Грезы сменялись грезами: дороги, усаженные деревьями, обвитыми ярко-красными гирляндами виноградных листьев, рощи олив; белые деревушки и городки на склонах холмов, миловидные снаружи, но страшные внутри своей грязью и нищетой; кресты вдоль дороги; глубокие синие озера и на них волшебные островки и лодки с разноцветными тентами и красивыми парусами; громады разрушающихся в прах зданий, висячие сады, где растения впивались в каменные стены и своды, разрушая их своими корнями; каменные террасы, населенные ящерицами, выскакивавшими из каждой щелки; всевозможные нищие повсюду – жалкие, живописные, голодные, веселые, – нищие дети, нищие старики. Часто у почтовых станций и в других местах остановок эти жалкие создания казались ей единственными реальными явлениями из всего, что она видела; и нередко, раздав все свои деньги, она задумчиво смотрела на крошечную девочку, которая вела за руку седого отца, как будто это зрелище напоминало ей что-то знакомое из прошлых дней.
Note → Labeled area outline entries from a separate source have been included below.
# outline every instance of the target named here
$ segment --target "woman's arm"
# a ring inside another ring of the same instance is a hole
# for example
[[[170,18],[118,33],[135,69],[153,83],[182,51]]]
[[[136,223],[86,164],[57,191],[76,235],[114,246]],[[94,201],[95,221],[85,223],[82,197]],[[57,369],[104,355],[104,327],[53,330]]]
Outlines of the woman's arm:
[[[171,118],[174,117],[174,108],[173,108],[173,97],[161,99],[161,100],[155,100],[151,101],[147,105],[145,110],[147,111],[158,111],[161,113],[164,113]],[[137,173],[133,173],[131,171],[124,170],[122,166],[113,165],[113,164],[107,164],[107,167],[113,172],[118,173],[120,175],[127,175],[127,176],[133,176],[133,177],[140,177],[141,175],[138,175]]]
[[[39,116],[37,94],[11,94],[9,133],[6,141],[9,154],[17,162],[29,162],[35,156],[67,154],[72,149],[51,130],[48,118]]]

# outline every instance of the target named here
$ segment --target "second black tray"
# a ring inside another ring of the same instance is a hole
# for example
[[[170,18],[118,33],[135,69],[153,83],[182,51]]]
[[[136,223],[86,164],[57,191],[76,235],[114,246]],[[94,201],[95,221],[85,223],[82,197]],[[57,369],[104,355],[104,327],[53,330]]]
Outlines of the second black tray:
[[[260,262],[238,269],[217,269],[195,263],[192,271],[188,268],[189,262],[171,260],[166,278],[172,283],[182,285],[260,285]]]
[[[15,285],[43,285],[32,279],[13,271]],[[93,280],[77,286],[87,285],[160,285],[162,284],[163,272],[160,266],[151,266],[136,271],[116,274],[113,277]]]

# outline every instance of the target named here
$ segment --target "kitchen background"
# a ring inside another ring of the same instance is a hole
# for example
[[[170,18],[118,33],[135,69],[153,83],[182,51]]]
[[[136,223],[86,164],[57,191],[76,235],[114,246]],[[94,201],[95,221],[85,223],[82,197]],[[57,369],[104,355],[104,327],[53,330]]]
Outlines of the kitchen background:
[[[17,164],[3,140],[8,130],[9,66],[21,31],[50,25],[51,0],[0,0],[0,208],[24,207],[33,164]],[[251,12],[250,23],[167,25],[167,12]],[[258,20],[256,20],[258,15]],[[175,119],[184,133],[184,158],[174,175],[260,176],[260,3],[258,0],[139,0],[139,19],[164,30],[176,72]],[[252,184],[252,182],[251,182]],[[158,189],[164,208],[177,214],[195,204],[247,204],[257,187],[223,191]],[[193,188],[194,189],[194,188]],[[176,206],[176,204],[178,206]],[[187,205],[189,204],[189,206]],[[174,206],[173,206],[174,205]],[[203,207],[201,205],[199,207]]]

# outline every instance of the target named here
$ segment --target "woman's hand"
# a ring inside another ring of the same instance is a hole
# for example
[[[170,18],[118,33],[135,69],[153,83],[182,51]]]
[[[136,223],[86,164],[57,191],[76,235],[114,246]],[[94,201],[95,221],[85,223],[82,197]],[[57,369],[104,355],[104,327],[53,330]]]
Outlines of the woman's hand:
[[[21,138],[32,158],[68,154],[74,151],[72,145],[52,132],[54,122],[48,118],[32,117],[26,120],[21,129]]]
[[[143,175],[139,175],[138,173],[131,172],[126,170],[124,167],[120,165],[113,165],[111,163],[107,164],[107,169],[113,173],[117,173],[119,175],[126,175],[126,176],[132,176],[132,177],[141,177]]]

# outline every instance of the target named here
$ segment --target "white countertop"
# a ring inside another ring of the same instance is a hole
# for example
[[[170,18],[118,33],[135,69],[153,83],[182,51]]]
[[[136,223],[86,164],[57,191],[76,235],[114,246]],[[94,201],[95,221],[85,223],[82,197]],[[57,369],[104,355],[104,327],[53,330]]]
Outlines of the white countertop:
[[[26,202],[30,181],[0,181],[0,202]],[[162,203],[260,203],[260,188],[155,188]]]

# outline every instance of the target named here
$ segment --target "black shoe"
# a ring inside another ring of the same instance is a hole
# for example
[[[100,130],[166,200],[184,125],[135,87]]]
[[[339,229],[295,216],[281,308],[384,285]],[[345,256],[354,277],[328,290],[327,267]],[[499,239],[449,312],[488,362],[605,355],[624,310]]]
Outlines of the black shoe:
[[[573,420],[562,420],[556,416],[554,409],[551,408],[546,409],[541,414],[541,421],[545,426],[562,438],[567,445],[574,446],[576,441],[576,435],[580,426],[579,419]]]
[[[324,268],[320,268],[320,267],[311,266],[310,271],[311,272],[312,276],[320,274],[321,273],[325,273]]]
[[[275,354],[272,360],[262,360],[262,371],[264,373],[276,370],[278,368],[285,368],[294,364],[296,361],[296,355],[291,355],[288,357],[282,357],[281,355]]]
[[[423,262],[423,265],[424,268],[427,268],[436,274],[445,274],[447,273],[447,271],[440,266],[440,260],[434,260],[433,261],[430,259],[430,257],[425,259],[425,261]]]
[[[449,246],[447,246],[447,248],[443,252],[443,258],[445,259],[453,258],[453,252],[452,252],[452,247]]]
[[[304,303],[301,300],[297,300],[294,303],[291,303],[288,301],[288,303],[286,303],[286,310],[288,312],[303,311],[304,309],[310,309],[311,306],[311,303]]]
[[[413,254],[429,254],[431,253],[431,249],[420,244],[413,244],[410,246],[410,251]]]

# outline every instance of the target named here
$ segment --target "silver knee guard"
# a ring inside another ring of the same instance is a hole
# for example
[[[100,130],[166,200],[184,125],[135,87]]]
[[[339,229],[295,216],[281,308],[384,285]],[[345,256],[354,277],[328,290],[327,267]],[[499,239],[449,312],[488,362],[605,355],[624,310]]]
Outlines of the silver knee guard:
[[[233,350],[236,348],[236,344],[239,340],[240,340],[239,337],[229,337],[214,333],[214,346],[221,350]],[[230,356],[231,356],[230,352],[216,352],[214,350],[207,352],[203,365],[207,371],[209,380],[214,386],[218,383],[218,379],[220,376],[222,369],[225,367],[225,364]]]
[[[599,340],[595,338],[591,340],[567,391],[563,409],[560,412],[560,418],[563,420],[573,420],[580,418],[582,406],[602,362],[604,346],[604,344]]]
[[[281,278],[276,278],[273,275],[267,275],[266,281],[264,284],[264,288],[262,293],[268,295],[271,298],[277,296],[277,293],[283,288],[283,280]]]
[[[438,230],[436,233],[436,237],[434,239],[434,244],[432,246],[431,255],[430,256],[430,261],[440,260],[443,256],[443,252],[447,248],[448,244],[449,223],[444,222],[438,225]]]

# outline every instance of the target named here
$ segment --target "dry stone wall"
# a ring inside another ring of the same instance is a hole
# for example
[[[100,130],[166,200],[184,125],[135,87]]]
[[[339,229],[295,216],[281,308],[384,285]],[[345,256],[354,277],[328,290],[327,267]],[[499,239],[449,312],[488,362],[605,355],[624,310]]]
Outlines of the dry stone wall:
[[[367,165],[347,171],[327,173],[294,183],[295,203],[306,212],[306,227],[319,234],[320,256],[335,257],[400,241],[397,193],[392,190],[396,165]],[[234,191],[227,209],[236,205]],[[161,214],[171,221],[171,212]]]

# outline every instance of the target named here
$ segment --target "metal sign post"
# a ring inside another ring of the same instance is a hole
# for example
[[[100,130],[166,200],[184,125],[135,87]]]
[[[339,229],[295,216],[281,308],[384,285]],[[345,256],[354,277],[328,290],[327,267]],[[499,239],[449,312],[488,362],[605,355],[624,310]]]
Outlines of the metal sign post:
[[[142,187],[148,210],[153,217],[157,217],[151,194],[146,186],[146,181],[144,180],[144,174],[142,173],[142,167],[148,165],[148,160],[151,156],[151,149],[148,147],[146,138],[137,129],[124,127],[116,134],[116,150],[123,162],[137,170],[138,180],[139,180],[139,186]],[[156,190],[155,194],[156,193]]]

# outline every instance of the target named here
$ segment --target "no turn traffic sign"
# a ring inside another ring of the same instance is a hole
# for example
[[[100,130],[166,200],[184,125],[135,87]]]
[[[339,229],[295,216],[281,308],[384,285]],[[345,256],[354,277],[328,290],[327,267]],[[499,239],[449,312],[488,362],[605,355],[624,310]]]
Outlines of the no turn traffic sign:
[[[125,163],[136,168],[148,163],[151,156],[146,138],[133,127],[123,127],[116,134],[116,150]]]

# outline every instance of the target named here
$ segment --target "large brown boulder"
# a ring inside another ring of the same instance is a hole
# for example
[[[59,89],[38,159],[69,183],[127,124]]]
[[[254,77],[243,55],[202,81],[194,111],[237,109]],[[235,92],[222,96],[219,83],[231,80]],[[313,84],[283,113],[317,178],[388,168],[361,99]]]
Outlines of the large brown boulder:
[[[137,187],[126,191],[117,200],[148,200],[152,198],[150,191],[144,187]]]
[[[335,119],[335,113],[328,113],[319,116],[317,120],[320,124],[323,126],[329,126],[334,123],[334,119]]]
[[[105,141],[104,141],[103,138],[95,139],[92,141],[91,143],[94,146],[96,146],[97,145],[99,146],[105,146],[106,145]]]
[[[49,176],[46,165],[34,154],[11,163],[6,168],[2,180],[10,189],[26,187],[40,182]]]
Иногда они останавливались на неделю в великолепных палатах, каждый день устраивали пиры, осматривали всевозможные диковины, бродили по бесконечным анфиладам дворцов, стояли в темных углах громадных церквей, где золотые и серебряные лампады мерцали среди колонн и арок; где толпы молящихся преклоняли колени у исповедален; где расходились волны голубого дыма от кадильниц и пахло ладаном; где в слабом мягком свете, проникавшем сквозь цветные стекла и массивные драпировки, неясно обрисовывались картины, фантастические образа, роскошные алтари, грандиозные перспективы. Эти города сменялись дорогами с виноградом и оливами, жалкими деревушками, где не было ни одной лачуги без трещин в стенах, ни одного окна с цельным стеклом; где, по-видимому, нечем было поддерживать жизнь, нечего есть, нечего делать, нечему расти, не на что надеяться; где оставалось только умирать.